The emergency situation and an unfamiliar environment can aggravate the symptoms of the disease, especially if this is the patient’s first experience with the condition. If the patient is a child and the parent is anxious, the child’s level of anxiety increases and the attack may worsen.
Nursing care plan primary diagnosis: Ineffective airway clearance related to obstruction from narrowed lumen and thick mucus.
Nursing care plan intervention and treatment
Maintenance of airway, breathing, and circulation is the primary consideration during an acute attack. Patients should be on bedrest to minimize their oxygen consumption and to decrease the work of breathing. Note that patients usually assume a position to ease breathing; some patients breathe more easily while sitting in an upright position: do not impose bedrest on a patient who can breathe only in another position. Ask questions that can be answered by nodding or a brief one-word answer so the patient can conserve energy for breathing. If the patient is a child, allow the parents to stay with the child during acute attacks. Have the parents identify a security item that reassures the child, such as a special blanket or toy, and keep the item with the child at all times. Reinforce coping strategies to the parents, and allow them to express any feelings of guilt and helplessness.

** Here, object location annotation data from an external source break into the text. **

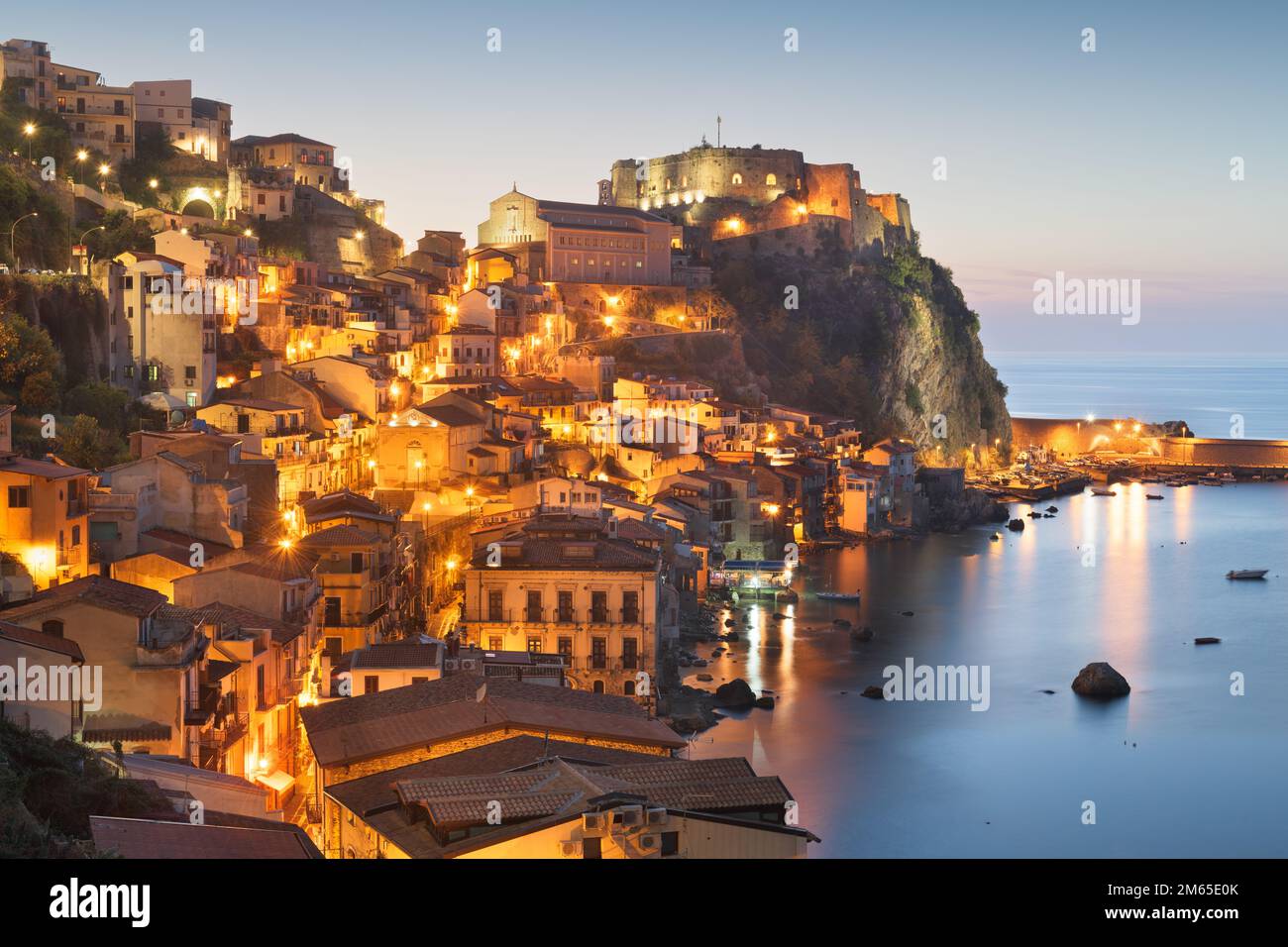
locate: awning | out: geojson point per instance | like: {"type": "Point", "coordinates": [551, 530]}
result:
{"type": "Point", "coordinates": [277, 781]}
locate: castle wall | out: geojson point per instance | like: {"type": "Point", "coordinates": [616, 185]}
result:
{"type": "Point", "coordinates": [756, 175]}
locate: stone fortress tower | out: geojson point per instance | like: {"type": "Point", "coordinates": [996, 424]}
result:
{"type": "Point", "coordinates": [725, 196]}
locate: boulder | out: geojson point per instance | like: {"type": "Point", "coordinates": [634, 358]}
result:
{"type": "Point", "coordinates": [1099, 680]}
{"type": "Point", "coordinates": [735, 694]}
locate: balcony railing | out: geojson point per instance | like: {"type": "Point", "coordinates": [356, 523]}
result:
{"type": "Point", "coordinates": [233, 728]}
{"type": "Point", "coordinates": [561, 616]}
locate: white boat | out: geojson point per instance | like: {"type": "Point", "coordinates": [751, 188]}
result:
{"type": "Point", "coordinates": [1245, 574]}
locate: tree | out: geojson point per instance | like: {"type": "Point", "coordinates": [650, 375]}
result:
{"type": "Point", "coordinates": [119, 235]}
{"type": "Point", "coordinates": [25, 350]}
{"type": "Point", "coordinates": [85, 445]}
{"type": "Point", "coordinates": [102, 402]}
{"type": "Point", "coordinates": [39, 393]}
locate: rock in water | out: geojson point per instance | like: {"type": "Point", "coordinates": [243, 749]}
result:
{"type": "Point", "coordinates": [735, 694]}
{"type": "Point", "coordinates": [1099, 680]}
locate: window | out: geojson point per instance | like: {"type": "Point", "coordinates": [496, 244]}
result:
{"type": "Point", "coordinates": [670, 844]}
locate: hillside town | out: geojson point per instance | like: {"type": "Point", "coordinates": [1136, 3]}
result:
{"type": "Point", "coordinates": [407, 551]}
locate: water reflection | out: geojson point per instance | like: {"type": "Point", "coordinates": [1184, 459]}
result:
{"type": "Point", "coordinates": [876, 779]}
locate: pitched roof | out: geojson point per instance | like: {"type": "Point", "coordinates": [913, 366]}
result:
{"type": "Point", "coordinates": [98, 591]}
{"type": "Point", "coordinates": [136, 838]}
{"type": "Point", "coordinates": [372, 791]}
{"type": "Point", "coordinates": [342, 535]}
{"type": "Point", "coordinates": [393, 655]}
{"type": "Point", "coordinates": [376, 724]}
{"type": "Point", "coordinates": [39, 639]}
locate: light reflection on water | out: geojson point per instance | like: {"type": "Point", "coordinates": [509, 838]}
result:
{"type": "Point", "coordinates": [1177, 768]}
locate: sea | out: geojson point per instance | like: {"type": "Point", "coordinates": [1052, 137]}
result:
{"type": "Point", "coordinates": [1192, 763]}
{"type": "Point", "coordinates": [1214, 394]}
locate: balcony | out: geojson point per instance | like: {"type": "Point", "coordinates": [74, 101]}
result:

For strategies to prevent future attacks, discuss triggers that can induce asthma attacks and ways to avoid them. If the attack is triggered by an allergen, explore with the patient or family the source and discuss possible strategies for eliminating it. Cold air and exercise may increase symptoms. Aspirin and nonsteroidal anti-inflammatory agents can cause sudden, severe airway obstruction.
Outline the signs and symptoms that require immediate attention. Instruct the patient to notify the physician should she or he develop a respiratory infection that could trigger an attack. Instruct patients regarding their medications, particularly metered-dose inhalers (MDIs), and the indications for use. It is important that the patient use the bronchodilator MDIs first, then use the steroid inhalers. Explain to patients on steroid inhalers need to rinse their mouths out after using them to avoid getting thrush.
Nursing care plan discharge and home health care guidelines
To prevent asthma attacks, teach patients the triggers that can precipitate an attack. Teach the patient and family the correct use of medications, including the dosage, route, action, and side effects. Provide instructions about the proper use of MDIs. In rare instances, asthmacan lead to respiratory failure if patients are not treated immediately or are unresponsive to treatment (status asthmaticus). Explain that any dyspnea unrelieved by medications, and accompanied by wheezing and accessory muscle use, needs prompt attention from a healthcare provider.